1.) A severe economic contraction here in the U.S.
Question:
Is this, in fact, true? Try not to laugh, when I suggest that a collapse in the financial services industry (the F in the FIRE economy) may not be tantamount to a general economic collapse.
Let us assume a 12% unemployment rate and then let us assume the kind of workers who have lost, or are about to lose their jobs. Putting aside the absolute certainty that we can not pay for this program honestly- (by honestly, I mean without recourse to yet more deficit spending by an economy that looks nothing like America circa 1932), does what we know about Mr. Obama's program address our primary ills with respect to unemployment?
Now on to a somewhat different perspective on matters. Government in our time has, by my lights, clearly become an instrument for looting, and while it would be comforting to believe that the Obama Administration will, in this regard, somehow comport itself differently then its predecessors, experience, to put it gently, lends to skepticism. Any proposed massive spending programs ought to be planned and administered in a way that we have not borne witness to for a very long time. This means a sizable government bureaucracy. And with that we are already behind a big, fat, neo WPA eight ball.
Another thought: (please forgive me for not wrapping the various strands of this post into a cohesive, nifty whole).
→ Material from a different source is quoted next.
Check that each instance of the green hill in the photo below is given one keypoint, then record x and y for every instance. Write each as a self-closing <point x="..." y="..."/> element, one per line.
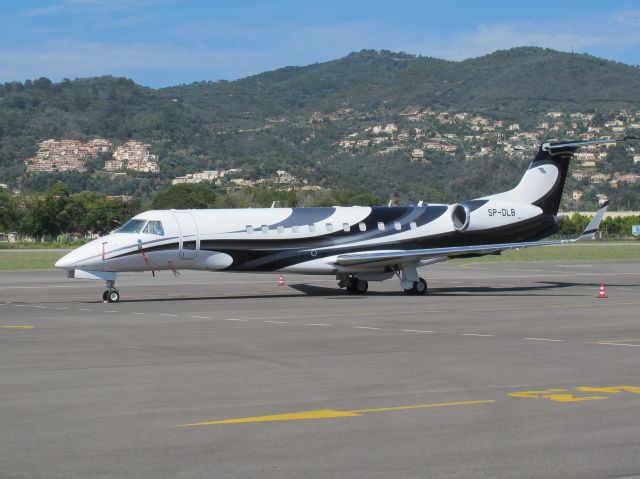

Even if there were no term for what we now know as Keynesian deficit spending, we would have had it as an accepted staple in our nominal Democracy for generations because short of making war and taxing the citizenry, governments must always be seen to be doing something productive in times of crisis, even if upon close examination, the activity is demonstrably counterproductive. In short, liquidationists, however sensible their austere nostrums may be, need not apply.
And yet a few more thoughts:
Expect a lot of shape shifting from the Obama Administration as regards the still murky "stimulus package." My read of Mr. Obama is that he is, like President Clinton, a thoroughly political animal in the manner of "here are my views, if you don't like them I'll amend them...and quickly."
It is highly likely that Obama's apparent low balling on the stimulus package numbers is nothing more than a bit of misdirection. I am reminded of some of Clinton's jiggery pokery with the military budget where he managed to make the Pentagon seem frugal even as their budget was being increased.
Last thought, I promise. My view is that we will spend money, as we have so far, in epic amounts going forward and dare the rest of the world to do something about it. So far, except for a few rumblings here and there, the rest of the world doesn't yet look ready to do a damn thing about our atrocious custodianship of the world's reserve currency.